The course is generally regarded as one of the prettiest golf courses in the county but has had a difficult past.
Originally built and run by a local farmer in the 1970s (then called Lark Valley Golf Club), it first fell into neglect whilst briefly owned by a Japanese business which built and then closed down the clubhouse and operated the golf as ‘pay and play’ from a portacabin.
Former newspaper magnate Eddie Shah then took over, returned it to a ‘members’ course and invested heavily in the site, building a hotel with a pool and a gym.
He also changed the layout of the course which enabled golfers to finish at the 9th hole by the clubhouse if they wished.

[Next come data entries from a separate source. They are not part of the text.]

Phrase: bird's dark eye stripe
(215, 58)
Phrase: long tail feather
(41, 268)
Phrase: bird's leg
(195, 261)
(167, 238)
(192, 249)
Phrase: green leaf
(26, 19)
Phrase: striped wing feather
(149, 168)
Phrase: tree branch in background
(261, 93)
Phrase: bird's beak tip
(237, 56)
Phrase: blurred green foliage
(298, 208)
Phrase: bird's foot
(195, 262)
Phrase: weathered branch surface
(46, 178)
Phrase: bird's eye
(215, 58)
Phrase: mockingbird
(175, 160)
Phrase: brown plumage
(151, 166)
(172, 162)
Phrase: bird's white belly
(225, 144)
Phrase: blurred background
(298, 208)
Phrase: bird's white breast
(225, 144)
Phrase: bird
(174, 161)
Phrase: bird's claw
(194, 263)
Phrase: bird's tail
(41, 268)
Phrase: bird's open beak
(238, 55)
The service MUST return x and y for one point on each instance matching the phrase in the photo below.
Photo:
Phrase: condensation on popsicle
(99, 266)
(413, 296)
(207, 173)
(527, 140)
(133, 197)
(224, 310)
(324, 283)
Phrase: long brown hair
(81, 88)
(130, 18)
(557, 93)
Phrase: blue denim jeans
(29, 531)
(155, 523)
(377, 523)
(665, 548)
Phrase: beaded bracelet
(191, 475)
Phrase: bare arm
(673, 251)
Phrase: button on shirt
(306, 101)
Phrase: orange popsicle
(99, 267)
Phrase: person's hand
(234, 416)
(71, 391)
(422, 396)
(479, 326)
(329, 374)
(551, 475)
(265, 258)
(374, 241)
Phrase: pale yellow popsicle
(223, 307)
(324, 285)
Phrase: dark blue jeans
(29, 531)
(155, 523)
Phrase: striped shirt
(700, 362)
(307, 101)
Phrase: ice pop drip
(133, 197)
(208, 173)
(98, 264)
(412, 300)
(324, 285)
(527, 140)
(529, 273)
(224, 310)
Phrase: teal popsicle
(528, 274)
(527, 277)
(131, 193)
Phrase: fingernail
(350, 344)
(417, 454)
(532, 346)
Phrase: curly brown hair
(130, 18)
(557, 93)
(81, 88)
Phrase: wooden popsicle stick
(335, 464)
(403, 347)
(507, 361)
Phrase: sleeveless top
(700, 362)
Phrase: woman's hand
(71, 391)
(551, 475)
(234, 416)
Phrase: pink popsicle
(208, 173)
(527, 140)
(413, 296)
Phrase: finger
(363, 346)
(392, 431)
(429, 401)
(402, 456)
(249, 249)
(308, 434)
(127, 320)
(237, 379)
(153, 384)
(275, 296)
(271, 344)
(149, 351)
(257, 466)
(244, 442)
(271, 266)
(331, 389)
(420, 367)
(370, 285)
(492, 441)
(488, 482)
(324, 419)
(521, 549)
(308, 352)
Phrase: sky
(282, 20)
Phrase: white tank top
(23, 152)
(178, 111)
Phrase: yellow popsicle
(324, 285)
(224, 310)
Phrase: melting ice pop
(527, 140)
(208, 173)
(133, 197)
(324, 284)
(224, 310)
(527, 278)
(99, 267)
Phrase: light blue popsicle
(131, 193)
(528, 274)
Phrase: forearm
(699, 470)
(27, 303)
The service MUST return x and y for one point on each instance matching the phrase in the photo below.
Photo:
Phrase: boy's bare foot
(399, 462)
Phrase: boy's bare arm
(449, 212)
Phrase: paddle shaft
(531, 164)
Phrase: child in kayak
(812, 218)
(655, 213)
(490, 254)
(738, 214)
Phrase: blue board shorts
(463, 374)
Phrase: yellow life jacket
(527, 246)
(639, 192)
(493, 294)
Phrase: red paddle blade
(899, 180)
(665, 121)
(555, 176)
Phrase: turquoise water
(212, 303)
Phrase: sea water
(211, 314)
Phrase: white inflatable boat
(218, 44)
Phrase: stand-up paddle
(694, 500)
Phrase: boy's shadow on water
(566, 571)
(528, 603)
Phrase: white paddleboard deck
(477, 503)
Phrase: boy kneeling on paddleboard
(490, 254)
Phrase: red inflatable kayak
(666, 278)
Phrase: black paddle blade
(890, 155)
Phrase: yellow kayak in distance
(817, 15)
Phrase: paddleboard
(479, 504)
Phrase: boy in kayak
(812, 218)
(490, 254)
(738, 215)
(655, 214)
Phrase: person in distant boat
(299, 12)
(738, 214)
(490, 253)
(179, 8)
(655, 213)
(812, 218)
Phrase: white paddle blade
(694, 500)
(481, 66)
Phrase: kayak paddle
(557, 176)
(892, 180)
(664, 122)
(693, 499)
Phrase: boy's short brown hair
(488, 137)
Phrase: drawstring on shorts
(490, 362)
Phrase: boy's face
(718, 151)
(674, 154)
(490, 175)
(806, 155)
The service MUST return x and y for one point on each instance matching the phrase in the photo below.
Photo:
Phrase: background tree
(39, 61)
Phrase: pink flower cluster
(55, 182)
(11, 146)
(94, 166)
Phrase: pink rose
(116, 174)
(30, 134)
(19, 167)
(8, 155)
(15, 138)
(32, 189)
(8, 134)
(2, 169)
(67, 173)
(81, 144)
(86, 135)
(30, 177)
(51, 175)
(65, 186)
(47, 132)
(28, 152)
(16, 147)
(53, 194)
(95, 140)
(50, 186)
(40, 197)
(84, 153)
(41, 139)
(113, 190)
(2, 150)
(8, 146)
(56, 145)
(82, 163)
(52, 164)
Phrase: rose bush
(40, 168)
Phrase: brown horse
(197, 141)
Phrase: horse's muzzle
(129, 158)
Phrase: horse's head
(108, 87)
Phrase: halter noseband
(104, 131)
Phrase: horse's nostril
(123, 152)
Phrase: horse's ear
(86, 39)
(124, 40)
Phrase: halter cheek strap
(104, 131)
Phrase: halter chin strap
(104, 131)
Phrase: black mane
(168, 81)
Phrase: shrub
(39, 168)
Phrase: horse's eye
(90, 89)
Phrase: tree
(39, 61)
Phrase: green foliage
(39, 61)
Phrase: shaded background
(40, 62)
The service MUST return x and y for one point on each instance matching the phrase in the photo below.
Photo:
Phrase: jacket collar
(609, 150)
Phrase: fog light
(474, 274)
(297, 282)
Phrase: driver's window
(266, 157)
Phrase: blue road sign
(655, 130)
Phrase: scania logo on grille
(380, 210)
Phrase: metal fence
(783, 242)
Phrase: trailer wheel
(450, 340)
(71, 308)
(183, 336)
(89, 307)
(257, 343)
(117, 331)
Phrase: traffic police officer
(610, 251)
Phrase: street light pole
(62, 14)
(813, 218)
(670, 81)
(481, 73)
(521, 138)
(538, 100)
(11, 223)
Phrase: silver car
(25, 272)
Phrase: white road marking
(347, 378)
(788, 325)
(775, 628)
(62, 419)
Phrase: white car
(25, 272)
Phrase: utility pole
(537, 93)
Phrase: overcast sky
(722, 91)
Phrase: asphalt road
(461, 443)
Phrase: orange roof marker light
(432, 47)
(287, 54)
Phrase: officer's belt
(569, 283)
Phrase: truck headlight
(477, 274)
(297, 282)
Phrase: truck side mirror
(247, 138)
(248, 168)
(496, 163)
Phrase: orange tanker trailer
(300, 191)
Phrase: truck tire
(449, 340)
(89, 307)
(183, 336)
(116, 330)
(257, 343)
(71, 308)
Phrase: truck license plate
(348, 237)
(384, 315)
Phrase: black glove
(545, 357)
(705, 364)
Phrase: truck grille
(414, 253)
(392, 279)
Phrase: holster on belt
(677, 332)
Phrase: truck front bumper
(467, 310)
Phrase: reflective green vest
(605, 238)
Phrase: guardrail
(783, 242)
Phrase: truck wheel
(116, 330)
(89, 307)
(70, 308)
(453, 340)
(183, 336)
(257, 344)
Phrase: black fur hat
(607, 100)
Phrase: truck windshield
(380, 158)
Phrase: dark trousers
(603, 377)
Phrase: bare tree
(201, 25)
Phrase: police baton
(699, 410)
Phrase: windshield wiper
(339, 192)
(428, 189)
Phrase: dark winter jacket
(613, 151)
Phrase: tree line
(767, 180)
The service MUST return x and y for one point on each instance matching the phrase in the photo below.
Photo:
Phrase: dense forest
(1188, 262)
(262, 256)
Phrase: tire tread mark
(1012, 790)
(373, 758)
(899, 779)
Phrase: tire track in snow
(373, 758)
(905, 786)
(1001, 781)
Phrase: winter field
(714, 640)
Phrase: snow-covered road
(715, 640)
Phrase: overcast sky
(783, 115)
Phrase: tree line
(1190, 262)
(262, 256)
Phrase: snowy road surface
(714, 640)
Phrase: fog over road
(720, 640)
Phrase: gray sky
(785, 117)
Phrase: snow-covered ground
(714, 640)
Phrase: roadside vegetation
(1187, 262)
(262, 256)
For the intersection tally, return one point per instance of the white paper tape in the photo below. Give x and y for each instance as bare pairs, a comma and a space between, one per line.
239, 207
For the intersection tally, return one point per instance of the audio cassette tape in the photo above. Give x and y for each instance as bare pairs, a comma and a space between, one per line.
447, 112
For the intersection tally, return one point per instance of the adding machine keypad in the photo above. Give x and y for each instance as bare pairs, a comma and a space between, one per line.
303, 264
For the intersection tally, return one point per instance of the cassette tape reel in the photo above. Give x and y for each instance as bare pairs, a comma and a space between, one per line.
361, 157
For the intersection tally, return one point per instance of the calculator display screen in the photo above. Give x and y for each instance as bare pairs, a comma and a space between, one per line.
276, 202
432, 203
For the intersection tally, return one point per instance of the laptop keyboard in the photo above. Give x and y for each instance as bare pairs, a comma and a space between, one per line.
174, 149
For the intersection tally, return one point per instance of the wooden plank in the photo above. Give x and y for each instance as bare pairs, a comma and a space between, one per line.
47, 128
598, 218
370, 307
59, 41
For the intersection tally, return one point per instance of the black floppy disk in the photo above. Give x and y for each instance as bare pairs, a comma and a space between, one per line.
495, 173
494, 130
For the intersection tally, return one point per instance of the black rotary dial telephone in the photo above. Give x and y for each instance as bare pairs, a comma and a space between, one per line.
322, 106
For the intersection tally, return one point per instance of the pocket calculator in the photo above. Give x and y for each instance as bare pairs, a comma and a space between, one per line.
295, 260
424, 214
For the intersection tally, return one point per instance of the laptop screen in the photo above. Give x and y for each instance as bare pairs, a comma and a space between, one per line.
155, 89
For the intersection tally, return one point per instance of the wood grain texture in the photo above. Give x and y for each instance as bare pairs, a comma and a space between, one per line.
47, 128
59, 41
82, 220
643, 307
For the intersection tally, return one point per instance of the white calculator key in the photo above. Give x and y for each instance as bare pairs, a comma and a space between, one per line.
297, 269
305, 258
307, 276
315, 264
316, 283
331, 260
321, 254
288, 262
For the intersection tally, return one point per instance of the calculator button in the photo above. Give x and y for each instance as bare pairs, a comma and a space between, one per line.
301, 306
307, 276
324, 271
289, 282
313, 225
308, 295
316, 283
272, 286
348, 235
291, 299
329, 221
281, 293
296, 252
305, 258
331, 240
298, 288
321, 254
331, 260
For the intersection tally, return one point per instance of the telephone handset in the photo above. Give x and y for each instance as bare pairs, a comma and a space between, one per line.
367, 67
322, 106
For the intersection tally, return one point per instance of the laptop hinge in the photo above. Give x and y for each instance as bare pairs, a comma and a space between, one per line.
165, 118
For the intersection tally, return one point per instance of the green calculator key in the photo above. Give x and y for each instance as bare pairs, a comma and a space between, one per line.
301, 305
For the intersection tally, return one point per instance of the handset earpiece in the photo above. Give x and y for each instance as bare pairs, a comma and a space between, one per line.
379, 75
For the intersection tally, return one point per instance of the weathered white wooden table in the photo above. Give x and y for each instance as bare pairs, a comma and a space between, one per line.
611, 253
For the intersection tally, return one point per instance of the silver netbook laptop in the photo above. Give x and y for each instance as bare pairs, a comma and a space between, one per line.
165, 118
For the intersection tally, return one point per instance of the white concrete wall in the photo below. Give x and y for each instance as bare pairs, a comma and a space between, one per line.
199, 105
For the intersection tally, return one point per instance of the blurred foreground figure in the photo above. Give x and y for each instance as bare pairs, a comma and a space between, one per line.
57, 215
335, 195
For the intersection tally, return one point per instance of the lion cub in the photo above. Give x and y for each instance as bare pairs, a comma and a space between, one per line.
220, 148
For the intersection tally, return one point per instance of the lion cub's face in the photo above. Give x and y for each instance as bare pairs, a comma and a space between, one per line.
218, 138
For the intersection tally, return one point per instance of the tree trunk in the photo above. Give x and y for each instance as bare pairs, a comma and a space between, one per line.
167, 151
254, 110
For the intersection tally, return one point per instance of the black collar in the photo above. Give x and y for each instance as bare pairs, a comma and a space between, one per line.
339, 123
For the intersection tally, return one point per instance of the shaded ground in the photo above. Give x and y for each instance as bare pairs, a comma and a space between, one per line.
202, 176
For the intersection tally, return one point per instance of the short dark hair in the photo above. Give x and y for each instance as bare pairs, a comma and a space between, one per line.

At the same time, he also invested heavily in drainage for the course which, considering it lies in a water meadow, was vital.
At this time the site was rebranded as the Suffolk Golf and Country Club to sit alongside the Essex Golf and Country Club at Earls Colne and the Norfolk Golf Club at Rymerstan.
All three clubs formed part of Shah’s Messenger Group (named after his first freebie newspaper). The Wilshire Golf Club was added later.
The subsequent owners of the Suffolk included Swallow Hotels and Oxford Hotels and Inns.
Since October 2015 the Suffolk has been owned by a local businessman and the golf club and golf course have improved dramatically.
Unfortunately, the coronavirus is currently threatening all businesses, but let’s hope the Suffolk and all our excellent local golf clubs survive this challenging time.
Hall and his assistant – PGA Pro Trett – have led by example during the improvement campaign and in the spring and summer, when the grass in a water meadow can grow very rapidly, it is not unusual to see them driving grass cutting machines to assist the greenkeepers.
Plumb is still the club’s president and continues to offer wise consul and the current proud captains are Gordon Markham (Men), Tisha Mortlock (Ladies) and Stephen Christopher (Seniors).
The jointly-nominated charity for their period of office is Parkinsons UK (locally and nationally).